Потому как жить ему осталось всего несколько недель. Многое и тогда, и потом говорили о той смерти. Что отравили его якобы по приказу врагов его, или что сам он отравился ядом, который постоянно с собой в перстне носил, или что удар его хватил, когда у него на глазах сожгли за ведовство возлюбленную его Марию-Магдалыню, а детям ее головы отрубили. Врут все люди! На Руси ведьм со времен деда моего не казнили, тем более деток безвинных. И отравиться Адашев не мог, грех то великий пред Господом. Враги же адашевские единственные нам ведомы, хотели бы отравить, так отравили бы без суда, а после суда зачем травить? Они уж, поди, предвкушали, как противника их в Москву в оковах привезут, на позор выставят, а потом голова его с плеч покатится к самым их ногам. Как же они, наверно, негодовали на судьбу, которая лишила их сладости мести!

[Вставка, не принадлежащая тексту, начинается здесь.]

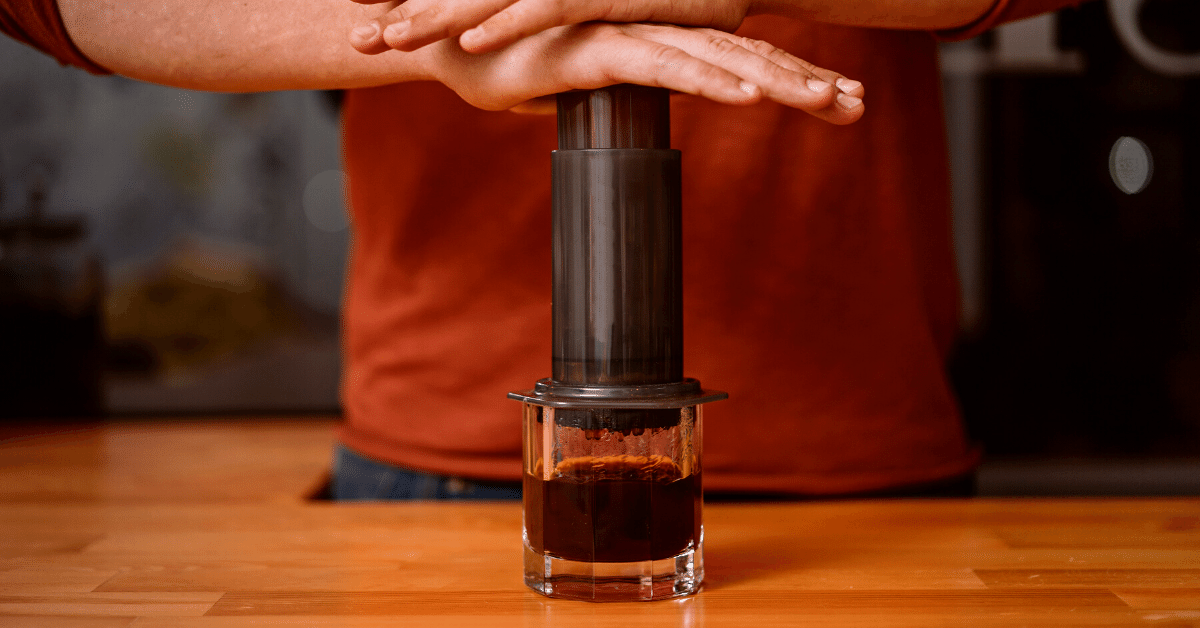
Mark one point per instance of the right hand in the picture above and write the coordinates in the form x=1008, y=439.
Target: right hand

Я уверен, что Алексей Адашев своей смертью умер. Впал от несправедливости суда в горячку (в этом вы можете мне поверить!), а как душа поникла, так и тело сдалось, истощенное трудами многолетними, постами строгими и страстью запоздалой. Я за жизнь свою долгую многократно убеждался, что самое простое объяснение обычно и самое верное. Но людям оно кажется пресным и скучным, вот и начинают они его украшать всякими страстями, интригами и преступлениями, превращая скорбную быль в страшную сказку.